- First baseman
- Born: January 9, 1916 Montgomery, Alabama, U.S.
- Died: July 22, 1984 (aged 68) Detroit, Michigan, U.S.
- Batted: LeftThrew: Right

Negro league baseball debut
- 1936, for the Pittsburgh Crawfords

Last appearance
- 1948, for the Baltimore Elite Giants

Career statistics
- Batting average: .313
- Hits: 462
- Home runs: 13
- Runs batted in: 257
- Stolen bases: 33

Teams
- Montgomery Grey Sox (1933); Birmingham Black Barons (1934); Pittsburgh Crawfords (1936–1938); New York Black Yankees (1938–1940); Almendares (Winter 1939−1940); Baltimore Elite Giants (1941, 1946–1948);

Career highlights and awards
- 3× All-Star (1936, 1947, 1947²); Negro National League batting champion (1940);
- Allegiance: United States
- Branch: United States Army
- Service years: 1942–1945
- Conflicts: World War II

= Johnny Washington (first baseman) =

American baseball player (1916–1984)

John G. Washington (January 9, 1916 – July 22, 1984) was an American Negro league first baseman in the 1930s and 1940s.

A native of Montgomery, Alabama, Washington made his Negro leagues debut in 1933 with the Montgomery Grey Sox and the following year with the Birmingham Black Barons in the minor league Negro Southern League.

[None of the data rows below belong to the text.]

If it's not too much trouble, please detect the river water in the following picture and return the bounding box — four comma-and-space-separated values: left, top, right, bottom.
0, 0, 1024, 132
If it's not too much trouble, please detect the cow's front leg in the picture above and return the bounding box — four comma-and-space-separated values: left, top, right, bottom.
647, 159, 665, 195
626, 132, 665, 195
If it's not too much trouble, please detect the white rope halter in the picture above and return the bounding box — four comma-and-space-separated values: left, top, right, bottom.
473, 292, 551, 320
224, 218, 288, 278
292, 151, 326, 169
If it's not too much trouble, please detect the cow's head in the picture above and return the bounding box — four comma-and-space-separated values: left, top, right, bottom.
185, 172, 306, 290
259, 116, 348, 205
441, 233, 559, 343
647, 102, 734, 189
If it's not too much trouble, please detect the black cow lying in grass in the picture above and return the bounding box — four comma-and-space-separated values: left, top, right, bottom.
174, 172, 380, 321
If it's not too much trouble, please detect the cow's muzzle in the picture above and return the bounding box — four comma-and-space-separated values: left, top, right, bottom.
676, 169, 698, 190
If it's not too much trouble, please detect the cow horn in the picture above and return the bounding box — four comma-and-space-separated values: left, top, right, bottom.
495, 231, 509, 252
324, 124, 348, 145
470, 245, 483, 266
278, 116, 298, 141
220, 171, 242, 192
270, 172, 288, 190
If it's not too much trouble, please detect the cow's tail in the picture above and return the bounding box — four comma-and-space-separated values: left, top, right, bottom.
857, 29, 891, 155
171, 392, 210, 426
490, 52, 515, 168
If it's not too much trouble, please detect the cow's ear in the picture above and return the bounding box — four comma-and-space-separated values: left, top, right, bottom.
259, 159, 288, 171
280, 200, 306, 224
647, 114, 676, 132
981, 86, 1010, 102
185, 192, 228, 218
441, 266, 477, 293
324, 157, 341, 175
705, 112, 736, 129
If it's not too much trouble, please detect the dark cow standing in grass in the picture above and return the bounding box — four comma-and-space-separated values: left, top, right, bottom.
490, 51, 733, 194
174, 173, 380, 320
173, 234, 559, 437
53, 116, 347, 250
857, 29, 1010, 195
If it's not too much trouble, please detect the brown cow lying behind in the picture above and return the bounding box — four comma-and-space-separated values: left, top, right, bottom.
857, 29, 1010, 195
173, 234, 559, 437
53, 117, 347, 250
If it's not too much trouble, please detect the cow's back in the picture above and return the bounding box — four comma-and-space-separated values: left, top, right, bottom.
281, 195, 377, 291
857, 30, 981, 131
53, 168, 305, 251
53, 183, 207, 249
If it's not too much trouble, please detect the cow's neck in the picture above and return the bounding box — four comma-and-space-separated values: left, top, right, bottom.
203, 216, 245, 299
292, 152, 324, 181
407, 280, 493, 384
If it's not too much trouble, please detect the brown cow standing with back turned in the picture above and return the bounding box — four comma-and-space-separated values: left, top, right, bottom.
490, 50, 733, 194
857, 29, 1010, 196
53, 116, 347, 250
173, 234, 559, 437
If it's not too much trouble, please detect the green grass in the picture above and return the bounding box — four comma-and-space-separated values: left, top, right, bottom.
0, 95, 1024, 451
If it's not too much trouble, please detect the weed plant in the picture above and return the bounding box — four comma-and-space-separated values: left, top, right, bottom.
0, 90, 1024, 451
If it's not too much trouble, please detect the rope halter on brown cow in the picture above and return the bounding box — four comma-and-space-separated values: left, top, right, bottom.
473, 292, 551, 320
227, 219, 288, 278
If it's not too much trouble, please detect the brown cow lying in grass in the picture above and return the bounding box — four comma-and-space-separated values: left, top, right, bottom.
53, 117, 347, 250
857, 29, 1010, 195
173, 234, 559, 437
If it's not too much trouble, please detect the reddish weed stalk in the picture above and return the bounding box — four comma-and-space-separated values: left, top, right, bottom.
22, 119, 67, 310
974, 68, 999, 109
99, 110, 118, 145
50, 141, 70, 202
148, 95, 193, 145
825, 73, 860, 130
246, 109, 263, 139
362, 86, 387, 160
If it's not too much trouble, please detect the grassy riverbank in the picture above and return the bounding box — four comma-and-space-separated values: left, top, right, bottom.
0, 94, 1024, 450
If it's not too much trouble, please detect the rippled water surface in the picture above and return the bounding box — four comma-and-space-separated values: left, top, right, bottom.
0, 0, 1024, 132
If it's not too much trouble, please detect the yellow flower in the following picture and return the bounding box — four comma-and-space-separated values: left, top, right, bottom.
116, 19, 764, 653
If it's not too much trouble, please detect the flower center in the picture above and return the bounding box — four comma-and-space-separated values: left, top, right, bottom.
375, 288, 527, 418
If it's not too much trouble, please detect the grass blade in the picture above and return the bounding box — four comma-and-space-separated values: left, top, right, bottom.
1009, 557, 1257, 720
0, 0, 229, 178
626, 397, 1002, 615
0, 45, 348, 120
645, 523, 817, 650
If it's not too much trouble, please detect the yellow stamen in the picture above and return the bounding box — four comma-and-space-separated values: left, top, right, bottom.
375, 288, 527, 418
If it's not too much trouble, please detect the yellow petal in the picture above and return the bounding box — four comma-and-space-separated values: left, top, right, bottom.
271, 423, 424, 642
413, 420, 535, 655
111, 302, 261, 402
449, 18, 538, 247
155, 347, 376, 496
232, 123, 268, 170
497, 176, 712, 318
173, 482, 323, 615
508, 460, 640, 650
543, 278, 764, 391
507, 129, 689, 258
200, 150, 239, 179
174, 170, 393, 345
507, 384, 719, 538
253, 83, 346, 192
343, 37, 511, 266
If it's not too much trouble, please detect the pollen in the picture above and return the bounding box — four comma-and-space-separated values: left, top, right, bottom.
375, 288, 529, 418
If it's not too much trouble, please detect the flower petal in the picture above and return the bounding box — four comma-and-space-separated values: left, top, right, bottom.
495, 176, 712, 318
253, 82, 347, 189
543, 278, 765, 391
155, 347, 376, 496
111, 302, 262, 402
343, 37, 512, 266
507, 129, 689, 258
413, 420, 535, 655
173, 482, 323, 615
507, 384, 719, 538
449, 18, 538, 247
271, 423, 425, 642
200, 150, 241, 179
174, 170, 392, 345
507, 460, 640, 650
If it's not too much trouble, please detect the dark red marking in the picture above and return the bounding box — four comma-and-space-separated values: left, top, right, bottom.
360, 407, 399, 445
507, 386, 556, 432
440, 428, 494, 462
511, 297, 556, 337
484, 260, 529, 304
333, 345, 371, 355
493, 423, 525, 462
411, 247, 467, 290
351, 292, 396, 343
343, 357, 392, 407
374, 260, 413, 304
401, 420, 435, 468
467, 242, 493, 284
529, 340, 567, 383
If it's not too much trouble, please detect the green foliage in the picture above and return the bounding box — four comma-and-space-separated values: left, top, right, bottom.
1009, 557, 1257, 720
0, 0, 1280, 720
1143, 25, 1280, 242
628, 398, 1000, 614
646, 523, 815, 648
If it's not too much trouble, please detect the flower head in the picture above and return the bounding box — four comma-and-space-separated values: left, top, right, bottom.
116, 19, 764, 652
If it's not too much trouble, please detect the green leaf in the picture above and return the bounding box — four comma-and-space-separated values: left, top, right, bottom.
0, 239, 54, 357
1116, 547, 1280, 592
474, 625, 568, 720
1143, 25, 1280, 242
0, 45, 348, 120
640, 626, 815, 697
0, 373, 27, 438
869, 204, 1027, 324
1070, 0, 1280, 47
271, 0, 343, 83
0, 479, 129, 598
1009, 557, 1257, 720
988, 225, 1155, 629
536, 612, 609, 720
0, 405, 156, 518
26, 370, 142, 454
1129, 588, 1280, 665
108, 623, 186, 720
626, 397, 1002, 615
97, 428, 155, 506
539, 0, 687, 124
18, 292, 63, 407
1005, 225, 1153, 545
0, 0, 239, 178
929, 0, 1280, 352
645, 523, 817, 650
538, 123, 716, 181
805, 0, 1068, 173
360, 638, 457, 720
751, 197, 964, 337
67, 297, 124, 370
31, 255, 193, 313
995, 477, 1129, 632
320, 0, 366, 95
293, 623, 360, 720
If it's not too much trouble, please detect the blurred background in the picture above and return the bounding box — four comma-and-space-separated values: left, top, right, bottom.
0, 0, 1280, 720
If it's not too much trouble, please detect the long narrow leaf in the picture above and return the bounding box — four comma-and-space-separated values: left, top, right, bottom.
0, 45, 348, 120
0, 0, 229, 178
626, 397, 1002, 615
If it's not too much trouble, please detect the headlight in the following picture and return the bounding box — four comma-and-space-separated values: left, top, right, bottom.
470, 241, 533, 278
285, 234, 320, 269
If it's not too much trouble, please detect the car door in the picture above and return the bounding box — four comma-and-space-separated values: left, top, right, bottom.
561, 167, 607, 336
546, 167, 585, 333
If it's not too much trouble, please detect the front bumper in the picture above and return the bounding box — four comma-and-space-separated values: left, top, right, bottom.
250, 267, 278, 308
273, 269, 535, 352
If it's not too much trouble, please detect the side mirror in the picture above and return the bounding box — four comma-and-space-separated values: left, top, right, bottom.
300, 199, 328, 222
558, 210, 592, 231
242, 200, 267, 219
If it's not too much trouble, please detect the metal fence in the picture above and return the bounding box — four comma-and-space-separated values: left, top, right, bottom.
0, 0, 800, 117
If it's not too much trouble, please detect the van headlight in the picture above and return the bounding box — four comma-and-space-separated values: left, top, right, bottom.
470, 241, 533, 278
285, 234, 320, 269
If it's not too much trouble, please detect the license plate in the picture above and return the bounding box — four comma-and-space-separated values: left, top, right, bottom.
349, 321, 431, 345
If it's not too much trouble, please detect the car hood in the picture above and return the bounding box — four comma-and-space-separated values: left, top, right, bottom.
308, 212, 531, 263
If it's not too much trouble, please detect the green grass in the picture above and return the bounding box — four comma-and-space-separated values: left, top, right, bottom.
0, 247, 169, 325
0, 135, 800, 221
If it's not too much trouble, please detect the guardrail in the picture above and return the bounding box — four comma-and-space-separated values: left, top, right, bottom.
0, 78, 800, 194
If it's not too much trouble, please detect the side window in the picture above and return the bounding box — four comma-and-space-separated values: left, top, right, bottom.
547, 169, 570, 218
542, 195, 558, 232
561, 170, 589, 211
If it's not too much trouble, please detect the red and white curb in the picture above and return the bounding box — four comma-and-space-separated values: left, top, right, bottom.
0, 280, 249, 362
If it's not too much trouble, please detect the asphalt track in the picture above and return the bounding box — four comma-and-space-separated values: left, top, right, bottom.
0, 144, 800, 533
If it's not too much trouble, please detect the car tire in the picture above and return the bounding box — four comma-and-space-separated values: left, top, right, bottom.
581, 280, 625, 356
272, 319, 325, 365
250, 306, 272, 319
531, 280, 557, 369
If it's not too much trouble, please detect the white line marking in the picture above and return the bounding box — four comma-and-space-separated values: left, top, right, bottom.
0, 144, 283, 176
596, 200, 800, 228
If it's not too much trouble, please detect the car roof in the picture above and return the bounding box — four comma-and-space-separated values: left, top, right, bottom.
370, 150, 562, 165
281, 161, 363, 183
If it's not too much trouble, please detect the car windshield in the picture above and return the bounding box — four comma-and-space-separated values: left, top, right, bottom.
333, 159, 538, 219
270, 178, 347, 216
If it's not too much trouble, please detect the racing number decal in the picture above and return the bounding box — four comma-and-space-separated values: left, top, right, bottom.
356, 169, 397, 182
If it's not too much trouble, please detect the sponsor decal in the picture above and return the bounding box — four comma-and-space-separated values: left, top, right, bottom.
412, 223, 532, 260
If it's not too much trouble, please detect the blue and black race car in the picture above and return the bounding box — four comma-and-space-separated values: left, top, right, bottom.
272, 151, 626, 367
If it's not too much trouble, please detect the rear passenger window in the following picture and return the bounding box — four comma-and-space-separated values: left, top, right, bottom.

In 1936 he moved up to the major league Pittsburgh Crawfords. Washington played three seasons for Pittsburgh, then went on to play several seasons with the New York Black Yankees and the Baltimore Elite Giants through 1948.

In 1940, he batted .377 in 29 games, which was the best among all Negro National League batters to make him a batting champion. The following year, he batted .301, his fourth of six seasons where he batted .300. Washington served in the United States Army from 1942 to 1945. He batted .283 for Baltimore in 63 games (a career high) before batting .375 in 1947 and closing his career out in 1948 by batting .298 in 56 games. His final appearance in the Negro leagues on the national stage was with the Negro National League Championship Series that year. Facing the Homestead Grays, he went 7-for-17 (.412) before the Elite Giants lost in four games.

He died in Detroit, Michigan in 1984 at age 68.